1:3 Ik dank God, dien ik, evenals mijne voorouders, met een rein geweten dien, als ik, gelijk ik zonder ophouden doe, uwer gedachtig ben in mijne gebeden, nacht en dag;
1:4 vol verlangen om u te zien, wanneer ik gedenk aan uwe tranen, opdat ik met blijdschap moge vervuld worden;
1:5 gedachtig zijnde het ongeveinsd geloof, dat in u is, hetwelk te voren gewoond heeft in uwe grootmoeder Loïs en in uwe moeder Euníce, en ik ben verzekerd, dat het ook in u woont.
1:6 Om welke oorzaak ik u indachtig maak, dat gij opmerkt de gave Gods, die in u is door de oplegging mijner handen.
1:7 Want God heeft ons niet gegeven den geest der vrees, maar der kracht en der liefde en der tucht.

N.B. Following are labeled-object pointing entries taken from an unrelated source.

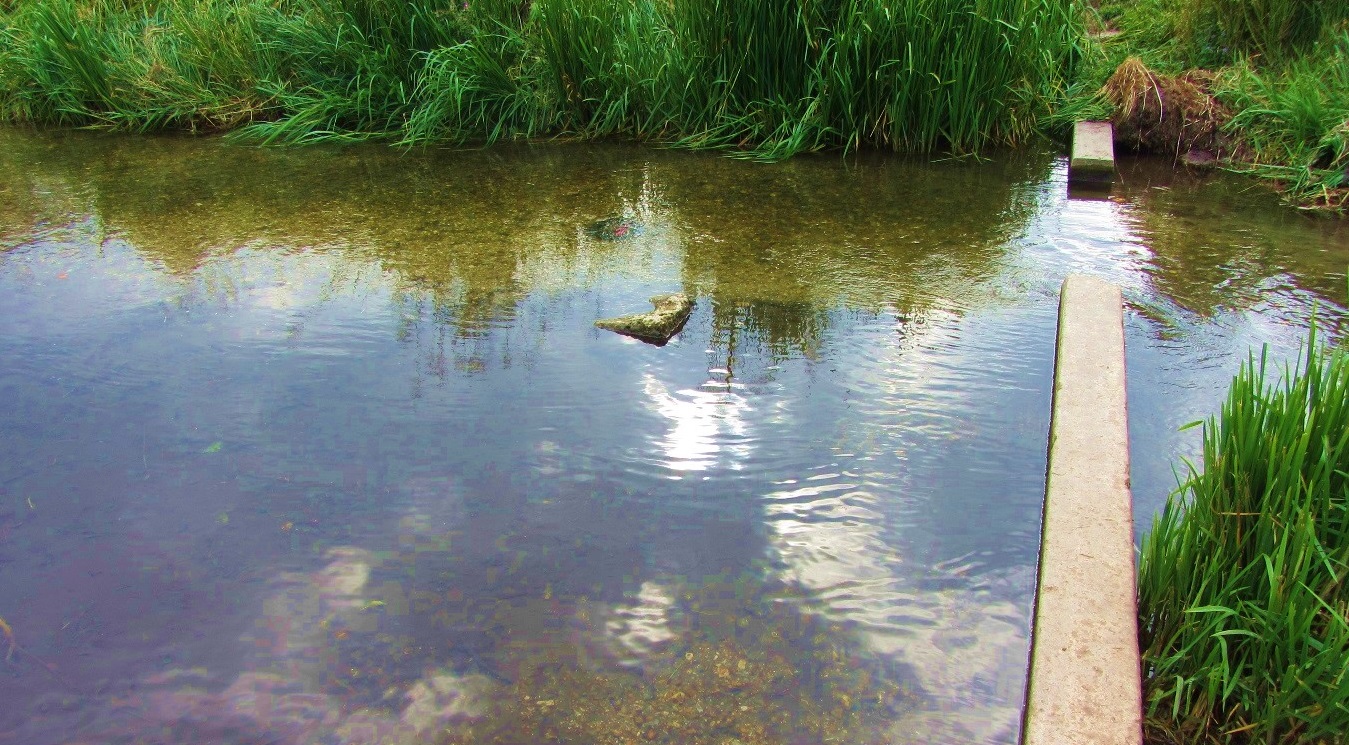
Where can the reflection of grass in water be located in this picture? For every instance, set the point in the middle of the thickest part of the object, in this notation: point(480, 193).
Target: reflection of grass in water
point(746, 664)
point(748, 670)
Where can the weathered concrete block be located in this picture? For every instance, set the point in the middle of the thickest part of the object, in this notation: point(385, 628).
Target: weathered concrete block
point(1085, 678)
point(1093, 153)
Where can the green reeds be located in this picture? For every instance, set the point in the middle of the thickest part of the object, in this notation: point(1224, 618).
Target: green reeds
point(766, 77)
point(1243, 593)
point(1295, 122)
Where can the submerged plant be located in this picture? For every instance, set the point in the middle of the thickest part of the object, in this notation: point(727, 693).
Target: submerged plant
point(1243, 593)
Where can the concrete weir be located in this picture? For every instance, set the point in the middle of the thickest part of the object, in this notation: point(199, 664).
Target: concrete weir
point(1093, 154)
point(1085, 687)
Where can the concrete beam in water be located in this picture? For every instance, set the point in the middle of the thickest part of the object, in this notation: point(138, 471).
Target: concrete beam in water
point(1093, 153)
point(1085, 678)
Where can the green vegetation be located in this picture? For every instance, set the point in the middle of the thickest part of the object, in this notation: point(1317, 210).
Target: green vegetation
point(1243, 590)
point(761, 76)
point(1263, 84)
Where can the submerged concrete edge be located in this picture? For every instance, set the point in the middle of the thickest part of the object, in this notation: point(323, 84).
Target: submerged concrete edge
point(1085, 672)
point(1092, 159)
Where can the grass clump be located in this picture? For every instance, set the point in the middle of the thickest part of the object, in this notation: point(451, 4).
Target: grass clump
point(1260, 84)
point(1243, 591)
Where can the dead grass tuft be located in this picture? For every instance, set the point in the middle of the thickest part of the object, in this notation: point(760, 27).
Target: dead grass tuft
point(1156, 112)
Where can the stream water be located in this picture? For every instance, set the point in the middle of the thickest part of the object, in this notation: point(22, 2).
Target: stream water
point(323, 447)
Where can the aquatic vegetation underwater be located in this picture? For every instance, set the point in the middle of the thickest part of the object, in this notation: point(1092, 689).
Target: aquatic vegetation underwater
point(1241, 585)
point(761, 76)
point(1261, 84)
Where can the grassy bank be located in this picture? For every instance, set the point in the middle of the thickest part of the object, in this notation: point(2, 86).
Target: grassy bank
point(769, 77)
point(1263, 85)
point(1243, 583)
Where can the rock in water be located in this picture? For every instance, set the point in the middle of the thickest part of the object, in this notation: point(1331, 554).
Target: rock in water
point(656, 327)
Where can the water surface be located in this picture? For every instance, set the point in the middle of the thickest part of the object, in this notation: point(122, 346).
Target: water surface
point(321, 446)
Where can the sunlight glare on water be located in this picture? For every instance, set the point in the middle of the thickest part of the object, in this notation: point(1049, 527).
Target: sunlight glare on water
point(321, 446)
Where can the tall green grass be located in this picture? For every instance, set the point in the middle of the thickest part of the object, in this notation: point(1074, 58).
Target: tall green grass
point(766, 77)
point(1295, 120)
point(1243, 591)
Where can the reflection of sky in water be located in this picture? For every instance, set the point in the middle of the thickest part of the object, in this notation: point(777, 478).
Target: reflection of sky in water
point(706, 427)
point(283, 416)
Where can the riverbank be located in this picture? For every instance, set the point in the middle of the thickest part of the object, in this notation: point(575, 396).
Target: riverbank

1:8 Daarom schaam u niet over de getuigenis van onzen Heer, noch over mij, die zijn gebondene ben; maar lijd mede voor het Evangelie, naar de kracht Gods,
1:9 die ons heeft zalig gemaakt en geroepen met ene heilige roeping, niet naar onze werken, maar naar zijn eigen voornemen en zijne genade, die ons gegeven is in Christus Jezus Vóór de tijden der wereld,
1:10 doch nu geopenbaard is door de verschijning van onzen Zaligmaker Jezus Christus, die den dood de macht benomen, en het leven en de onvergankelijkheid aan het licht gebracht heeft door het Evangelie,
1:11 voor hetwelk ik gesteld ben tot een prediker en apostel en leeraar der heidenen;
1:12 om welke oorzaak ik dit lijd, maar ik schaam mij dat niet; want ik weet in wien ik geloof, en ben verzekerd, dat hij mijn pand, bij hem weggelegd, kan bewaren tot dien dag.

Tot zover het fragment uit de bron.